After spending over three decades working in intellectual property protection and litigation, Nicky Espinosa ‘84 joined HeartFlow, Inc. last year as General Counsel.
The burgeoning medical technology industry in Silicon Valley is making headway and one company that’s pioneering heart monitoring is HeartFlow, Inc., which develops software that allows physicians to non-invasively test for coronary artery disease. See below for Espinosa's candid take on the challenges and delights of being the first in-house lawyer for a health tech startup — plus a little career advice for those who might follow in her footsteps.
Why did you decide to break into the startup world?
I first represented tech and life sciences startups in the 1990's in Silicon Valley. Because of my engineering background, it was my dream to have the opportunity to work with the founders of startups to help them translate their ideas and inventions into real-world products and services. Usually corporate transactional attorneys are the first ones asked to join startups, so I knew that I was very lucky in 2000 to get the call to join a startup — Illumina — as its first in-house attorney, and I jumped at that chance.
What are some of your responsibilities as General Counsel at HeartFlow, Inc.?
A bit of everything! I work with the commercial team on sales contracts and customer support issues, the marketing team on website content and corporate communications, the regulatory and quality team on internal processes and the HR department on employee relations issues. One of my most challenging responsibilities is to proactively address global cyber security and data privacy risks.
What is one of the most challenging undertakings that you've had in your role so far?
HeartFlow is in the early phases of commercialization, so the biggest challenge is preparing the company for the demands of its product becoming adopted as the standard of care for coronary artery disease. As a one-person legal department, it’s an hour-to-hour effort to prioritize imminent problems versus those that can wait. I am a "list" person and it frustrates me that I can never finish half of the items on my daily to-do list.
How did your past work experience prepare you for the position?
This is my second stint as the first in-house lawyer, and this time has been much easier because of my prior work experience. Had it not been for the decades I spent in law firms, and my last job as an assistant GC in a public company, I certainly would not have been as confident and comfortable taking on my current role.
What is one of the most interesting aspects of working for a health tech startup?
Learning about how the health care industry operates, and about the various flavors of providers and payers has been fascinating.
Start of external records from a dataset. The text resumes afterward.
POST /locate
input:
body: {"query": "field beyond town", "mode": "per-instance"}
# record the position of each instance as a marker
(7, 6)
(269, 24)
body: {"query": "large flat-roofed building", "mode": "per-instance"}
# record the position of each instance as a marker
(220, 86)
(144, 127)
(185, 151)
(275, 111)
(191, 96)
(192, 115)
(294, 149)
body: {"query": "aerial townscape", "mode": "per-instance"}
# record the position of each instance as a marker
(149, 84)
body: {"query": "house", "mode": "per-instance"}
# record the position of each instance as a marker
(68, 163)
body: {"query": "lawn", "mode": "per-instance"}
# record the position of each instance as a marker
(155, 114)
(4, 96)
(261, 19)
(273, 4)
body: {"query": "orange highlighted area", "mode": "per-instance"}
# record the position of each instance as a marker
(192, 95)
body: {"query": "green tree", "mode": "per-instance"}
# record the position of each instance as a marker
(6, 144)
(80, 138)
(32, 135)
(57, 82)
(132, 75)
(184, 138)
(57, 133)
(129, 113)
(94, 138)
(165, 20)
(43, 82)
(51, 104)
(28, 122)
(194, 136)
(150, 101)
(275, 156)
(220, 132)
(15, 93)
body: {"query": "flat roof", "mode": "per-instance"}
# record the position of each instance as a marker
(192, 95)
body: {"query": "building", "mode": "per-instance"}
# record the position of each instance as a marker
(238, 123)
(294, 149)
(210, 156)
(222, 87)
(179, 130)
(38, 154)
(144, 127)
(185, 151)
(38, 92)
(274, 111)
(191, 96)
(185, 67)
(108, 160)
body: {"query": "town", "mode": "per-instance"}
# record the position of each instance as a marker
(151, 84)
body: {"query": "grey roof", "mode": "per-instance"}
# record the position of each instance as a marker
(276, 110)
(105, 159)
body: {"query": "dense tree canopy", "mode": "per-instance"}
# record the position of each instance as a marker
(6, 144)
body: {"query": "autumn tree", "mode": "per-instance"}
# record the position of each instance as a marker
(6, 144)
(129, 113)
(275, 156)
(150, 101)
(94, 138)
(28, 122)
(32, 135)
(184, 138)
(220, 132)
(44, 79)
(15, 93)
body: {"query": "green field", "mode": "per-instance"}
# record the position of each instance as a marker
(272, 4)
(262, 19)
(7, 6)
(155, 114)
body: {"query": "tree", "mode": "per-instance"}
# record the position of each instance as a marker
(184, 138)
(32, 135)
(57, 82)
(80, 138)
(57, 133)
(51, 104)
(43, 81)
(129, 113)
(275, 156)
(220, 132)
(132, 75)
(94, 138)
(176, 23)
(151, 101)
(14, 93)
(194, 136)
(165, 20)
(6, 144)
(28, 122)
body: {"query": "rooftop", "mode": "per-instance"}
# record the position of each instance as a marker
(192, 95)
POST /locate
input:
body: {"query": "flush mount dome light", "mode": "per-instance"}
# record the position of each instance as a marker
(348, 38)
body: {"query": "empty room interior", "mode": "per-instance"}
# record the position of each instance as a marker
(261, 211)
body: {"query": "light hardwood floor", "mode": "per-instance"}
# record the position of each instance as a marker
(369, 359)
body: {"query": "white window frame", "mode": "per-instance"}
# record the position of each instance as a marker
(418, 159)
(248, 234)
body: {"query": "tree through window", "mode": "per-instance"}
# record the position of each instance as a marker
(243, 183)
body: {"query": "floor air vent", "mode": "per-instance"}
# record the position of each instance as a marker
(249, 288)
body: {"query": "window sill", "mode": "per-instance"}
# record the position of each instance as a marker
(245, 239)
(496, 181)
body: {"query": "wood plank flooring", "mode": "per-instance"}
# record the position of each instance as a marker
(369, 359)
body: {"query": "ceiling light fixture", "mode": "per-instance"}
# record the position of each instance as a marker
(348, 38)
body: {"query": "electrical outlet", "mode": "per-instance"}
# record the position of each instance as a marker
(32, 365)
Learning about how coronary artery disease is diagnosed and treated by so many different types of doctors, and how that impacts adoption of our product has been a real education. Learning from the different subject matter experts in our company is also intellectually satisfying.
Now that you've been working at your role for a year, what have you learned?
I have a greater appreciation for how hard it is to be a practicing physician. Hospital IT departments and electronic medical records are a big part of the healthcare puzzle. Effectively managing software product development processes is complicated, and the legal team has to participate in early product specifications. I have also learned to live in the worlds of Apple and Google after being a PC and Outlook person for most of my life.
What career advice would you give to current UC Hastings students?
Pay attention to the big problems in the world for the opportunities they present to you as a future attorney. Law school is just the most basic foundation for learning the practice of law. It does help to practice law as an associate in a firm before seeking to become an in-house attorney. The harder the professional challenges you take on, the more rewarding it will be emotionally, intellectually and financially. Don't freak out when your plans change, and don't give up easily.